National guidance states that support staff should not “actively teach” any classes they cover, but 75% of the teaching assistants said they have ended up teaching rather than supervising.

The findings have been published by UNISON in a report entitled Teaching on the cheap? The trade union is warning that support staff are not trained for these roles and only 24% of those in the report are given any extra pay for this work – although often it is a pittance compared to what supply teachers would be paid.

One teaching assistant told the study: “I only get 20p per-hour more than my basic teaching assistant pay for covering lessons. I receive a total of 74p extra for covering a whole afternoon. The additional payment for this morning is approximately £2.50 net. Supply staff would have been paid £150 for the same work.”

Another added: “A supply teacher would get sometimes in excess of £100 per day, whereas we get barely £1 an hour extra. For about 30 hours of cover a month, I earned about £40 more. It doesn’t seem fair.”

Teaching assistants in the report describe being given regular lessons, with one being asked to teach a class every Monday and another having led an afternoon class every week since November. Others describe how they are often asked to cover at the last minute, “with just minutes to spare”. Only 51% of the respondents who cover classes said that they are regularly provided with lessons plans.

The report suggests that one of the key factors behind the problems is on-going teacher shortages – 24% of the respondents said they are covering lessons due to a shortage of teachers; 26% say that their school cannot get supply teachers.

In primary schools, almost half of the teaching assistants (49%) say they rarely or never have support to help them cover classes.

​At secondary level, some teaching assistants report covering GCSE classes because teachers have left the school and have not been replaced.

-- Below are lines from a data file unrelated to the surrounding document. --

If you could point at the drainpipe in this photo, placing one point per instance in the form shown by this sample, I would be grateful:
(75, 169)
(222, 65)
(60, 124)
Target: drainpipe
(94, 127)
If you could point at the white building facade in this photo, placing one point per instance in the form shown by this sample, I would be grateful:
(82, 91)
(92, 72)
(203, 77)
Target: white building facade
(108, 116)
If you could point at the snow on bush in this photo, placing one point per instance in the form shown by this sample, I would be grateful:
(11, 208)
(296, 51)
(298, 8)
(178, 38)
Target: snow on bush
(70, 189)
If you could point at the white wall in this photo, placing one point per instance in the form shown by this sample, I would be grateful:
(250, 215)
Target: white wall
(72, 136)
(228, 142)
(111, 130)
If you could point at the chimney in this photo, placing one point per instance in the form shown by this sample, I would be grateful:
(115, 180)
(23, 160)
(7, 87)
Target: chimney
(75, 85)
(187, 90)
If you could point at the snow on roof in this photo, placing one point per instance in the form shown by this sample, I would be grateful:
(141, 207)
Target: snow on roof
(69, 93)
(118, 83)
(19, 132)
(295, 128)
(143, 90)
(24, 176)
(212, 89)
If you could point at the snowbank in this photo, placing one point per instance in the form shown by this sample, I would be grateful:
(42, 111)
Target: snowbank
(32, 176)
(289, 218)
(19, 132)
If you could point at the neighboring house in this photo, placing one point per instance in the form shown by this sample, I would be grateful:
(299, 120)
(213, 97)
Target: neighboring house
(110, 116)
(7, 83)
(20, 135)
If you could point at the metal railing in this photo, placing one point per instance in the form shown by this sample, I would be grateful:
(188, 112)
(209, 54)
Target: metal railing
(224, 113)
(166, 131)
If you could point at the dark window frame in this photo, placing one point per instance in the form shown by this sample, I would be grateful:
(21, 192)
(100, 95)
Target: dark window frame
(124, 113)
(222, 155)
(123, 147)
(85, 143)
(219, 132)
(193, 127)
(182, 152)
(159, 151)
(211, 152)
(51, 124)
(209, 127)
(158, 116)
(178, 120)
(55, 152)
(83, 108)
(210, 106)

It means that the work normally undertaken by teaching assistants is going undone: 74% said this was the case and that pupils they normally support are suffering – especially those with SEN but also those who are missing out on catch-up sessions or literacy numeracy interventions.​

Other comments in the report include:

  • Special school teaching assistant: “The agency teacher in my class left so I was asked to step up and teach my class until a new teacher can be recruited. I am teaching my class on a full-term basis for the foreseeable future.” 
  • Secondary school higher level teaching assistant: “My role has become increasingly one of cover for absent teachers in my department. Last year about 50% of my time was spent doing this.” 
  • Secondary school cover supervisor: “I have been given a teaching timetable. Some was to cover maternity leave, some to fill a gap where a teacher had left and no-one had been recruited to fill the space.” 
  • Primary school teaching assistant: “My school cannot afford supply teachers, so more teaching assistants than ever before are having to step-in for teaching colleagues.”
  • Primary school higher level teaching assistant: “I don’t think parents have any idea about how much of their children’s education is being delivered by unqualified teaching assistants.”
  • Primary school teaching assistant: “I'm having to cover an average of 3 to 4.5 days a week on a regular basis. This is partly because of the lack of funds to employ the extra staff needed or a supply.” 

Author of the report, Rob Webster, said: "This study reveals the hidden costs of deploying teaching assistants to plug gaps in the teacher workforce. It disrupts support for pupils who need it, and prevents teaching assistants from doing their essential work.

“The current situation is having a detrimental effect on teaching assistants’ workload and wellbeing too. Left unaddressed, it could exacerbate the existing recruitment and retention crisis facing schools.” 

​Head of education at UNISON, Mike Short, added: “When they’re leading full classes, teaching assistants are being diverted from what they do best and pupils who need additional support are missing out.

"Schools' budgets are so tight that, instead of getting in supply teachers to cover classes, heads are having to use teaching assistants on the cheap. Ministers are entirely responsible for the funding crisis that's putting schools in this impossible position.”